Kovacs proposes twelve proposals to restructure the kakistocracy. Congress, he says, must reclaim its role as the primary legislative body, if necessary by threatening to withhold funds to operate the administrative state. Devolving power to the states, auditing and capping and then prioritizing spending, deregulation, and selling unused assets are on the list.
Kovacs devotes a section of the book to reforming what he calls “automatic withdrawals of taxpayer assets.” (p. 132) He defends spending on Social Security and anti-poverty programs by noting rising income inequality, enabled in many cases by policies adopted by the kakistocracy to benefit itself and its collabortakers. He proposes a number of reforms that would make Social Security sustainable. He describes reforms that would make health care more affordable (many of which the Trump administration has been pursuing) and reforms that would end widespread tax evasion by the wealthy and politically connected.

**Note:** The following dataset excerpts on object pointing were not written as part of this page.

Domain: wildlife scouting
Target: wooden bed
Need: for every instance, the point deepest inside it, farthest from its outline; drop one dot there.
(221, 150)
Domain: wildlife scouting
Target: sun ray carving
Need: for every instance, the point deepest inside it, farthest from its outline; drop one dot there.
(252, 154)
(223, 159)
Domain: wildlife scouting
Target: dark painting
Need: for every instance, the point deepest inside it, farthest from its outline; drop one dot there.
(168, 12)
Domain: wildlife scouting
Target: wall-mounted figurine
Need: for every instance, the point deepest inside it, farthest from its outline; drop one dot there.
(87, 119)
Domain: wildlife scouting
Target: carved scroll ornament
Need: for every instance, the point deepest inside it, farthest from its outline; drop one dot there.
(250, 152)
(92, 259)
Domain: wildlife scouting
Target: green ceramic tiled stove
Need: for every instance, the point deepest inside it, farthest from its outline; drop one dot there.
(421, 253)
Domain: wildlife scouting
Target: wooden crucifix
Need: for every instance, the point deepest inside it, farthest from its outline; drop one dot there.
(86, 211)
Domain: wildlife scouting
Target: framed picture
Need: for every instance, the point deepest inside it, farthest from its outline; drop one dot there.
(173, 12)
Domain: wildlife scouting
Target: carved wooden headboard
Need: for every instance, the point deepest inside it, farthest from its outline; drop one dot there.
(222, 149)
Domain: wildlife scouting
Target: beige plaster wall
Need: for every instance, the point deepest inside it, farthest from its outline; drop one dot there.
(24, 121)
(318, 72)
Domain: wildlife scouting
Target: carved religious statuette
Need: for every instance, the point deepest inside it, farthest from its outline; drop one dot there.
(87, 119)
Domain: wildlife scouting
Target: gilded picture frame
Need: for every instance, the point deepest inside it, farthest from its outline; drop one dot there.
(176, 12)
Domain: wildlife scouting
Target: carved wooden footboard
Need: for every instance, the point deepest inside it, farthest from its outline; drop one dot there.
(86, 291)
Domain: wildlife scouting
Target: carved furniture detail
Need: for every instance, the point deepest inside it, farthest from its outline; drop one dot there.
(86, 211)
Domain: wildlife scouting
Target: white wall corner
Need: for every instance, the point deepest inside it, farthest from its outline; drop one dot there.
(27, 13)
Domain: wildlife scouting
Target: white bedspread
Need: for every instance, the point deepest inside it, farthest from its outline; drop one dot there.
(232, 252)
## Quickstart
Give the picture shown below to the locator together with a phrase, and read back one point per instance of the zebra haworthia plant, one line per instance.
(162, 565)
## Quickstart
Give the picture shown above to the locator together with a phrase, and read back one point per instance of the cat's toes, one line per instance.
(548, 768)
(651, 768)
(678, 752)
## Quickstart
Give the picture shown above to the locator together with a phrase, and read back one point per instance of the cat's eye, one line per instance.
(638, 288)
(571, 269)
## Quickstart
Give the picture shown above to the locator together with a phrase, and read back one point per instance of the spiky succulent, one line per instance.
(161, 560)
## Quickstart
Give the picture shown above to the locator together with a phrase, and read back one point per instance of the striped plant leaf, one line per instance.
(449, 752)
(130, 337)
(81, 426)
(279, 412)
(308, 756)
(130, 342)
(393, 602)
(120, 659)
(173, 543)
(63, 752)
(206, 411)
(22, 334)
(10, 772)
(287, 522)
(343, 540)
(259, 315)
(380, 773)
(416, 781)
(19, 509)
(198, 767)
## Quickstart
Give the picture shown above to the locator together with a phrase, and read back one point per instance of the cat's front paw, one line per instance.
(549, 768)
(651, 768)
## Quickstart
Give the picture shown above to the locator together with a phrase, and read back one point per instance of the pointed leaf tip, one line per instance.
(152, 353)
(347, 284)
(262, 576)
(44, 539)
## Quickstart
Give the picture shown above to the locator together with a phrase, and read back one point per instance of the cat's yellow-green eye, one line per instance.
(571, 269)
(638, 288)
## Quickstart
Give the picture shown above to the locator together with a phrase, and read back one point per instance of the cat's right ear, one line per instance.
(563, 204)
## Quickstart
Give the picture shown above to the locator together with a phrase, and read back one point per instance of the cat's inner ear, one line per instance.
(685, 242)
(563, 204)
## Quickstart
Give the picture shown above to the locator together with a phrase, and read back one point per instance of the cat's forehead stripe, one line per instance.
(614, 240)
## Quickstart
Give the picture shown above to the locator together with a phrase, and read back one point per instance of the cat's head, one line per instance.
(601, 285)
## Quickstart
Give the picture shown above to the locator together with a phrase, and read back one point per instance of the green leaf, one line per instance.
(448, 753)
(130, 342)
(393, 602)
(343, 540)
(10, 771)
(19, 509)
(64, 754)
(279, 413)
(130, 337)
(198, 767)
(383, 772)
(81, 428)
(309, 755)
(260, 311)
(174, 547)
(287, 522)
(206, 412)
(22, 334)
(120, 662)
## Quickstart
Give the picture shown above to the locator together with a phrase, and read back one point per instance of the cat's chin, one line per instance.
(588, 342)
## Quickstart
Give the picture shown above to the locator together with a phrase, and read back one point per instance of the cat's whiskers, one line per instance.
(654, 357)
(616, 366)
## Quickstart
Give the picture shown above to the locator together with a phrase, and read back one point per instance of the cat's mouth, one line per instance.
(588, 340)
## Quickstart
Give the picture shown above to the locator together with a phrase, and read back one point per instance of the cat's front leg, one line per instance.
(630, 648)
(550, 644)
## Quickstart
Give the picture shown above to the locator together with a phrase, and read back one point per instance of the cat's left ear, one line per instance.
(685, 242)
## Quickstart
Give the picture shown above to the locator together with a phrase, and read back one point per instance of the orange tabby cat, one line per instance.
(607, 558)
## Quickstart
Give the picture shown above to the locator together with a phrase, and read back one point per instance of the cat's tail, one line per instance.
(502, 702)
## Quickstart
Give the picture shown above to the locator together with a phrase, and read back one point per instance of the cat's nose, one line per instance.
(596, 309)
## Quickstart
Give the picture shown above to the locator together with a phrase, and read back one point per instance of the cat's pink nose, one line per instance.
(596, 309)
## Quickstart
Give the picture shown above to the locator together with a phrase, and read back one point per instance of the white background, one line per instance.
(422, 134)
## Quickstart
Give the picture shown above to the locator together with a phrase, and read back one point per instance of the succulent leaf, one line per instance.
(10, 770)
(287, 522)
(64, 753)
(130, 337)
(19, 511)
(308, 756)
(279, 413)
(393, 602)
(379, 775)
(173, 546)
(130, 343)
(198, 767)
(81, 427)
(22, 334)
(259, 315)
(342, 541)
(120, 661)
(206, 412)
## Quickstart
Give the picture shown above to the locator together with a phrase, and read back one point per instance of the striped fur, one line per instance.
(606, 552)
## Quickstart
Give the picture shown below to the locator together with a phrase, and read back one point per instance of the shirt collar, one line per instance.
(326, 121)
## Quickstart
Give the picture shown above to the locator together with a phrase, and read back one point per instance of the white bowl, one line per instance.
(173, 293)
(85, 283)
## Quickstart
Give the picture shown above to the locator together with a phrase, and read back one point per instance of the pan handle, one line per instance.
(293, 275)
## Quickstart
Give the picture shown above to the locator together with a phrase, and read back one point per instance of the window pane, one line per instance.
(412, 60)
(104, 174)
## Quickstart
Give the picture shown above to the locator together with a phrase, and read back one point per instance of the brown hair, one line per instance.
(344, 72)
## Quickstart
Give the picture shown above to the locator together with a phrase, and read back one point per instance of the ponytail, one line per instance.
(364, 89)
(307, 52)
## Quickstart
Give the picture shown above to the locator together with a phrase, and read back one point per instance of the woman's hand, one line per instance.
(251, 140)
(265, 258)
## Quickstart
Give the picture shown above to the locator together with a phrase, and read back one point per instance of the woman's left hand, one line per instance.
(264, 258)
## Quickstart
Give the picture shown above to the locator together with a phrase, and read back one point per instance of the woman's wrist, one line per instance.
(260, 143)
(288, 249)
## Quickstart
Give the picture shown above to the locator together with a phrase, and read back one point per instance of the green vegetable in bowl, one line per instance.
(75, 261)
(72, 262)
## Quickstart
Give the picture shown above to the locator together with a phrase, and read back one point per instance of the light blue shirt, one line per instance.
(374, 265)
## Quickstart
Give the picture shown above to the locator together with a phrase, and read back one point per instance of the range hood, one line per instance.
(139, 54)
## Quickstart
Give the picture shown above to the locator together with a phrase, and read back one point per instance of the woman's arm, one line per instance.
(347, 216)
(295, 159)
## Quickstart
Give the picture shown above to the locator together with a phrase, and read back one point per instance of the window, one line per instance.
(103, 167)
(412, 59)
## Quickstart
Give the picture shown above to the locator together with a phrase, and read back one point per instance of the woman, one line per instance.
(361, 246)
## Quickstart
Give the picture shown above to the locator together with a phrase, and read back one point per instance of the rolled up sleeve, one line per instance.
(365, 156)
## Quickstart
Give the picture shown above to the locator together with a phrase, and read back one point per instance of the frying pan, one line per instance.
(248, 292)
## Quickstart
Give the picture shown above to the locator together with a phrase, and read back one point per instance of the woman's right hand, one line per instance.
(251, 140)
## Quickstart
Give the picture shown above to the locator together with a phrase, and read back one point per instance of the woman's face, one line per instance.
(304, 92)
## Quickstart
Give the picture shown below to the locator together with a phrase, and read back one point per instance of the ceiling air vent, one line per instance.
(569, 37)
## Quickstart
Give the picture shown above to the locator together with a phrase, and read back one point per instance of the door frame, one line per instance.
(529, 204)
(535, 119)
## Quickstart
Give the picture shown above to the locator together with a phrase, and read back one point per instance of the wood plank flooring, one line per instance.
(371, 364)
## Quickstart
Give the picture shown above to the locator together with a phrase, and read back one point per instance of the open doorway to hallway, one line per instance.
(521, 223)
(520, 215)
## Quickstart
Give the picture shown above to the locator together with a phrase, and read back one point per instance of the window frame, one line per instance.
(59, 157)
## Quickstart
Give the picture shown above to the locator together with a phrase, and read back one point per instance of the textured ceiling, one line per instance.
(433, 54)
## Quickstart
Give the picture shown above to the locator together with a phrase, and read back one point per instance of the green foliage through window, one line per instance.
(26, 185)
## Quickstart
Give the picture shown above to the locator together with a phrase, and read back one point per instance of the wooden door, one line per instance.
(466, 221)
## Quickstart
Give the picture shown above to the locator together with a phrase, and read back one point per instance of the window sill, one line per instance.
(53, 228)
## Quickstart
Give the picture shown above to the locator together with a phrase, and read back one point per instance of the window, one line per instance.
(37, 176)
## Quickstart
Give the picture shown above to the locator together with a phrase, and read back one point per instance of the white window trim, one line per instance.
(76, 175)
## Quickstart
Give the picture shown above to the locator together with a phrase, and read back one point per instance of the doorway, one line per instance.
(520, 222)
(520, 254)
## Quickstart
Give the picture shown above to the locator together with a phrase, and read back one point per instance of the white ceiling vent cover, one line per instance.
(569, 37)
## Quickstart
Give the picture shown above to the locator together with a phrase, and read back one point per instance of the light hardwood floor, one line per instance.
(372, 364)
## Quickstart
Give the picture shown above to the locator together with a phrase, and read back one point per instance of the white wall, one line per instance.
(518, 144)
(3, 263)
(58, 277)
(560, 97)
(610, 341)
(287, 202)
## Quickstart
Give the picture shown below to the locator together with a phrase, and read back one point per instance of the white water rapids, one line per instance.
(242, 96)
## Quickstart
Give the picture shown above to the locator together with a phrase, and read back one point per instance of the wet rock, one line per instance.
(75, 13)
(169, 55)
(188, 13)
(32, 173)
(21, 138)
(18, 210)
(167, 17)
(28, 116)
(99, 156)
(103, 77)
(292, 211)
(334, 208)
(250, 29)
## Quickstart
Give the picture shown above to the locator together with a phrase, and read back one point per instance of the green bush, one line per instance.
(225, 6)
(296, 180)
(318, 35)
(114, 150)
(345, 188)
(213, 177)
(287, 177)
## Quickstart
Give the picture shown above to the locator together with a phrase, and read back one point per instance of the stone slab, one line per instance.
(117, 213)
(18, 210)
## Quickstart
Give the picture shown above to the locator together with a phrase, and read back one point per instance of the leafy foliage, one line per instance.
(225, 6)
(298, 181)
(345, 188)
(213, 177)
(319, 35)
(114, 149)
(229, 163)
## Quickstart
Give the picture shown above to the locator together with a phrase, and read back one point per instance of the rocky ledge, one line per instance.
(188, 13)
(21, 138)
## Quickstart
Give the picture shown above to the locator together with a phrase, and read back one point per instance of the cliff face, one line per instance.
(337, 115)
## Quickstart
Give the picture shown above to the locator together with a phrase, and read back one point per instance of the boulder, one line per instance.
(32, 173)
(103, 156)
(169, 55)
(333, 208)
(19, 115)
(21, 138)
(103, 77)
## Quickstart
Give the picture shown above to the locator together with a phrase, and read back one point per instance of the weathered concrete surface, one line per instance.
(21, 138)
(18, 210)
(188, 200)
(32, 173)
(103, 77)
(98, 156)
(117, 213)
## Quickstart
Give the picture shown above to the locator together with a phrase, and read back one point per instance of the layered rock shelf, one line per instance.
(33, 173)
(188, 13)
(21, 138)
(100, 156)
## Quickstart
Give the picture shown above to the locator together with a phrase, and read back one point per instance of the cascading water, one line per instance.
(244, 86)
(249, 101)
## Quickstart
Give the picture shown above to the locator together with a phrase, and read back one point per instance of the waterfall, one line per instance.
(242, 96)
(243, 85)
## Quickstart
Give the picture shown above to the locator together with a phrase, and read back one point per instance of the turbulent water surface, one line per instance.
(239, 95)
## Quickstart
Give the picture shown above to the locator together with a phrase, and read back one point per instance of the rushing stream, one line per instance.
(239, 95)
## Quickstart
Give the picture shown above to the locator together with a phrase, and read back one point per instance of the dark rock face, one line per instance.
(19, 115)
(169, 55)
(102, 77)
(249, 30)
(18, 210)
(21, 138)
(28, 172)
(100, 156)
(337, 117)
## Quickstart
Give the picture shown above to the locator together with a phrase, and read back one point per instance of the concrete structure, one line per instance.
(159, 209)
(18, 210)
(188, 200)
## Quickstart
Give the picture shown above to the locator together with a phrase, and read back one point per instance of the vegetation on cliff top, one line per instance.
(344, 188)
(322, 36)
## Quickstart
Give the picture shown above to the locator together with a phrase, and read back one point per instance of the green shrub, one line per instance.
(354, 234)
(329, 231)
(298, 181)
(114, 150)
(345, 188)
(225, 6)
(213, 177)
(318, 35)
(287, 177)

The final section of the book describes policies that would manage, reform, or replace the kakistocracy. Included in the list are promoting transparency, voiding the doctrine of sovereign immunity, imposing term limits, demanding that candidates for political office take a pledge to never vote to give public funds to private parties, and ways that states can reassert their powers against federal over-reach.
My only criticism of this book is that the final sections do not give individual citizens much direction on what to do next. Kovacs’ “principles for citizen management of the kakistocracy” are ideas and proposals that we, as voters or activists, can agree with but not actions we can actually take to take down and replace the kakistocracy. Are there groups we should join or stop funding, petitions to sign, promising third parties to join, or news sources to follow? Is there a place where candidates can take the gift clause pledge?
Still, Reform the Kakistocracy makes a compelling case for citizen action. I highly recommend it.